Not only was PIER 8 A&S guilty of ULP; it was also liable for illegal dismissal. PIER 8 A&S did not obtain
prior clearance from the MOLE before it dismissed the stevedores, as required by the law then in force
which read:

Section 1. Requirement for shutdown or dismissal. — No employer may shut down his
establishment or dismiss any of his employees with at least one year of service during the last
two years, whether the service is broken or continuous, without prior clearance issued therefor
in accordance with this Rule. Any provision in a collective bargaining agreement dispensing with
the clearance requirement shall be null and void.

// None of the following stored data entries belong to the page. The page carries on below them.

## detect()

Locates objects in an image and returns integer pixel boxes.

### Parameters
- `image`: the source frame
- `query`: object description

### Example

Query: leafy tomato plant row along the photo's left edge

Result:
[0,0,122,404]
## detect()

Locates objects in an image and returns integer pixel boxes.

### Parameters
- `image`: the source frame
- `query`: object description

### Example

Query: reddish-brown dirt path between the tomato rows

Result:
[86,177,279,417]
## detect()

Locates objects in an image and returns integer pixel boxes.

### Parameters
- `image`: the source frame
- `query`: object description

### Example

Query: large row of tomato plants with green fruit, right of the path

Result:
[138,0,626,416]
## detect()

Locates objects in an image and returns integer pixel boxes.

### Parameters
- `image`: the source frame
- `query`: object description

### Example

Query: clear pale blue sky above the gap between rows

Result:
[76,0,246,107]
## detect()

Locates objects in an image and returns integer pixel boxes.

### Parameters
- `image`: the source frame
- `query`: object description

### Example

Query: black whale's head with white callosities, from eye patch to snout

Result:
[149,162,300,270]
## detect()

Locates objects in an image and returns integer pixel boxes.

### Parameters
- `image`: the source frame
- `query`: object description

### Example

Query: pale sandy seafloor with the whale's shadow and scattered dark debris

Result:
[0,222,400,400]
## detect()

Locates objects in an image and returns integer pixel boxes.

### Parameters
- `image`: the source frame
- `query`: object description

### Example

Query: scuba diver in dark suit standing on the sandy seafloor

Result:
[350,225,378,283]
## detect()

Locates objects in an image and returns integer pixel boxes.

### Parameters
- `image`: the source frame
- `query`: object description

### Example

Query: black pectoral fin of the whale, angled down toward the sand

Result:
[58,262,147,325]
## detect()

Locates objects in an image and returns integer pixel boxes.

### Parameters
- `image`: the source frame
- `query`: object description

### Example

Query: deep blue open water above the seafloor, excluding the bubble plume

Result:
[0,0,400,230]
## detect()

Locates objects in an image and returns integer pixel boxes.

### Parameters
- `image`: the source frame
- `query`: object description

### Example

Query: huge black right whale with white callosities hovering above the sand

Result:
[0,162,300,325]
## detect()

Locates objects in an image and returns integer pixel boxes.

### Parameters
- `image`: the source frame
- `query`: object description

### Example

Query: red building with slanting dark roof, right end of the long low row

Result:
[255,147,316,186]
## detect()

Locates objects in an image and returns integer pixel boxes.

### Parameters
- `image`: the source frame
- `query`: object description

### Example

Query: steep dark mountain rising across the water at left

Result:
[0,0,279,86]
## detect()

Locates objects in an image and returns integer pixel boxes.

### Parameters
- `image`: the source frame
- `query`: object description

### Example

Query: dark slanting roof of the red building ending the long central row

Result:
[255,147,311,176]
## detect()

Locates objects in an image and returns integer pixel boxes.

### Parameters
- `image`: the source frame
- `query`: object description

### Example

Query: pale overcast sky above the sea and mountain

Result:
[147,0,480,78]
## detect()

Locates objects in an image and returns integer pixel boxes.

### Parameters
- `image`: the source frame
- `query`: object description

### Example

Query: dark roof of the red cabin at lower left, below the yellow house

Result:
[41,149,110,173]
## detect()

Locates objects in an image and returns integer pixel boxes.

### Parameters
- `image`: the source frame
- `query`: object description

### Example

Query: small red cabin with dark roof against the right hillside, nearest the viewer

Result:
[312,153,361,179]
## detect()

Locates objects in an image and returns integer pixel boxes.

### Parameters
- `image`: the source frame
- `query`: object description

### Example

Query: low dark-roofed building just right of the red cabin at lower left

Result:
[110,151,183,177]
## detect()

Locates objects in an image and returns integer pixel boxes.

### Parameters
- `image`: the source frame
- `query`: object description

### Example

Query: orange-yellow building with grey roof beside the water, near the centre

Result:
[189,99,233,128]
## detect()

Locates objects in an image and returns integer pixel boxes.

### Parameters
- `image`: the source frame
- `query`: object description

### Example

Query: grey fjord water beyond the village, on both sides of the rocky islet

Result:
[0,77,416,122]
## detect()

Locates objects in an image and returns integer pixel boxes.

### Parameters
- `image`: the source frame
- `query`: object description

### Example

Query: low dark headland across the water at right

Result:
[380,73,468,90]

Section 2. Shutdown or dismissal without clearance. — Any shutdown or dismissal without prior
clearance shall be conclusively presumed to be a termination of employment without a just
cause. The Regional Director shall, in such case, order the immediate reinstatement of the
employee and the payment of his wages from the time of the shutdown or dismissal until the
time of reinstatement.11

B.P. Blg. 130 amended the Labor Code on 4 September 1981 by abolishing the requirement of prior
clearance from the MOLE but since the dismissal of the stevedores was effected prior to the
promulgation of B.P. Blg. 130, PIER 8 A&S was then bound to comply with the old law. The Court,
interpreting Sections 1 and 2 above quoted, has consistently held that a dismissal without said clearance
shall be conclusively presumed a termination without just cause.12 The record is bare of any evidence
that could compel the Court to overturn the factual findings of the Labor Arbiter on this point.

WHEREFORE, considering the absence of an employer-employee relationship between Hijos de F.


Escaño, Inc. and private respondents, the Decision of the Labor Arbiter dated 28 February 1980 in NLRC
Case No. RB-IV-2326-79 and the Decision of the NLRC dated 11 November 1981 are hereby MODIFIED so
that only Pier 8 Arrastre & Stevedoring Services, Inc. shall be liable for reinstatement and payment of
backwages. As so modified, both Decisions are hereby AFFIRMED. No costs.

SO ORDERED.

Fernan, C.J., Gutierrez, Jr., Bidin and Davide, Jr., JJ., concur.